The 6.2 magnitude earthquake of 8 January 2009 in the Cinchona area had an important impact on the landscape and hydrological variability in the Sarapiqui basin.
The earthquake and associated landslides changed the risk scenario in the basin by changing the drainage patterns, and coupled with new risk areas for flash floods, mudslides and fallen trees in the riverbed, the regular behaviour of the river has been changed by the accumulation of sediments resulting from the landslides blocs and increases the level of the riverbed.
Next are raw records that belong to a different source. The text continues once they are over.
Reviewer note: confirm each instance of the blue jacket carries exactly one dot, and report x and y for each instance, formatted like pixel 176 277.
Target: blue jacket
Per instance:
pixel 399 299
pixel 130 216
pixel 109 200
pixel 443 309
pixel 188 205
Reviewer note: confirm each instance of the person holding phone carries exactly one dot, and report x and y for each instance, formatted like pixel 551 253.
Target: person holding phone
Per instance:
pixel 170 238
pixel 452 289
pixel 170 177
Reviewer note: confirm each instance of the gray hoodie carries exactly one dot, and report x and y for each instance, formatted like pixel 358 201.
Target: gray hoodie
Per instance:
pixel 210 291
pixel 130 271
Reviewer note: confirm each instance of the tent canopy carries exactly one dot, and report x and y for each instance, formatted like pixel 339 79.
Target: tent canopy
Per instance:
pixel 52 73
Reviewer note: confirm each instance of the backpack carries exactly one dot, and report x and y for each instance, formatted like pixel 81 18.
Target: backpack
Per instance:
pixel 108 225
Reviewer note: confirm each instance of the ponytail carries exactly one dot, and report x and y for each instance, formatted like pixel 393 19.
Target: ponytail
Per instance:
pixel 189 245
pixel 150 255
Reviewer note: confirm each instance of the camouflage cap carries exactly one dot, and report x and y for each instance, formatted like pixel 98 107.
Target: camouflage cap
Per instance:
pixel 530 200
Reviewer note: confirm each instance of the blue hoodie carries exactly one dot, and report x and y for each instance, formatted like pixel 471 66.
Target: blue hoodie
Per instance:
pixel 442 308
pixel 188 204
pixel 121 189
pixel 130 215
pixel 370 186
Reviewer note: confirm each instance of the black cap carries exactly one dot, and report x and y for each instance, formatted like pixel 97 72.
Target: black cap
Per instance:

For these reasons, it is necessary to identify the new risks and to support the organization of the communities in the areas of potential impact.
In this regard, the World Meteorological Organization (WMO), the National Meteorological Institute (IMN), the National Commission of Risk Prevention and Emergency Response (CNE), and the Instituto Costarricense de Electricidad (ICE) have combined efforts to develop a early warning system (EWS) at the Sarapiqui basin and to support the strengthening of the local capacities for the prevention and response of these hazards, through the “Costa Rica Early Warning System for Hydrometeorological Hazards Project”.
The project was highlighted in two GPDRR events, including:
This project was funded by the World Bank Global Facility for Disaster Risk Reduction (GFDRR) and was implemented in close coordination with the United Nations Development Programme (UNDP).
The purpose of the Project was to develop an effective framework for an operational early warning system at the Pilot Site of the Sarapiqui river basin in order to: (a) strengthen cooperation efforts between IMN and CNE in collaboration with other national government agencies and non-governmental organizations at the local level; (b) promote replication at other sites; (c) integrate the Costa Rica legal framework and policy instruments with existing standard operational procedures and protocols; (d) develop a feedback mechanism aimed to improve the preventive approach, overall coordination and operation during its design and implementation; and (e) provide IMN and CNE with the necessary tools to optimize the information for decision making.
The overall objectives of the project were to:
- Carry out an analysis of threats, vulnerability and mapping of hydrometeorological events in the Sarapiqui River basin.
- Carry out the hydrological and hydraulic modelling of the basin and design a protocol based on the rain and flow thresholds that act as input to broadcast the early warnings for flash floods, avalanches and floods.
- Carry out an analysis and facilitate a community simulation exercise of the early warning systems and work with the local communities to ensure the early warning system incorporates the additional information/data from the technical part of this project.
The project has led to unprecedented coordination and cooperation among the three national agencies, IMN, ICE and CNE, at national level and with over 50 Sarapiqui River basin communities. A simulation exercise on 28 February drew over 800 participants – some 500 volunteered to participate in an evacuation exercise coordinated by CNE, the police, the Red Cross and local authorities.